The Carruthers red tartan is currently woven by the House of Edgar in Perth, Scotland and is the official tartan of Clan Carruthers. The tartan is available via the House of Edgar to all Kiltmakers worldwide.

==Clan Carruthers Society-(International)==
In January 2017, Clan Carruthers Society (International) was founded on a Royal Charter to Holmains dated 1755. It is officially recognised by the Chief of Carruthers as the official home of our family and the only society authorised to represent the worldwide Carruthers family and clan.

It is non-commercial, apolitical and non-partisan and is open to any member of the international Carruthers family and derivatives of that name. The Society is based in the United Kingdom, but is represented by an international Executive Council.
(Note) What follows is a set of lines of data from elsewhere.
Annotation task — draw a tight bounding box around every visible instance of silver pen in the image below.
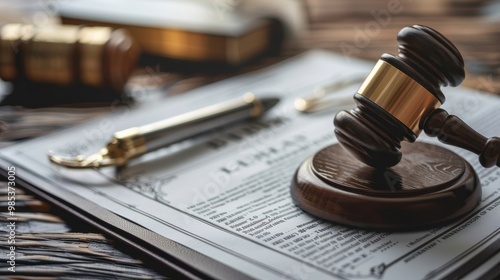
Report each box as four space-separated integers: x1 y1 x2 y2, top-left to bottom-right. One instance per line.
49 93 279 168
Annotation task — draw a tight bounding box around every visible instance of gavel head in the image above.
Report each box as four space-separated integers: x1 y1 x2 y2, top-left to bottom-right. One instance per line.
334 25 465 168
The Society, headquartered in Scotland, has representatives in Australia (CCS-Australia and Oceania), Africa (CCS-Africa) Canada (CCS-Canada) not for profit organisation, UK (CCS-UK), Europe (CCS-Europe, Africa (CCS-Africa) and the United States of America (CCS-USA), the latter being a registered 501(c)3 organisation.

It can be found at:

===Clan Society Badge===

The Clan Society's badge is the Seraphim Volant Proper, being the crest of the chief, encircled by a belt and buckle on which is inscribed his motto: Promptus et Fidelis. The Seraphim, as is the case in heraldic and religious depictions, has a face. The wearing of a Chief's crest as a badge shows a declaration of fealty and support for the Chief of Carruthers.

===Society Function===

The Society is non-commercial, apolitical and non-partisan and is open to any member of the international Carruthers family and derivatives of that name. The society, based in the United Kingdom is represented by an international Executive Council.
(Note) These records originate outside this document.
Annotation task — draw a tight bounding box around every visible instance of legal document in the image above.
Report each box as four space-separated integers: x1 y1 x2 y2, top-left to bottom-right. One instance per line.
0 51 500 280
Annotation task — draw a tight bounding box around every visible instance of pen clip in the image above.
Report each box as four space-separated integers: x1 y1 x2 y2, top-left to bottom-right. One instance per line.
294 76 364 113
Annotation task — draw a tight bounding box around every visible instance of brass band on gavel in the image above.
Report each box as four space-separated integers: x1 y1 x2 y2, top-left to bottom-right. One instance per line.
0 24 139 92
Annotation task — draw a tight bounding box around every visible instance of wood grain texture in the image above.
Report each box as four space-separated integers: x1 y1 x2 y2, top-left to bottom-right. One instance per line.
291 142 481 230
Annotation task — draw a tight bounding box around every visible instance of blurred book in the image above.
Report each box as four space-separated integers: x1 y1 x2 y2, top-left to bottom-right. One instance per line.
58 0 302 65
After more than 12 years, the Society were successful in their efforts to have Carruthers accepted as an official clan in their own right. This was achieved by supporting a petitioner to the Lyon Court in Edinburgh and led to the confirmation of a Dr Simon Peter Carruthers of Holmains, Chief of the Name and Arms of Carruthers, on 19 Aug 2019. He was inaugurated 22nd Chief of Carruthers on the ancestral lands on 24 August 2024 in Annan, Dumfriesshire, Scotland.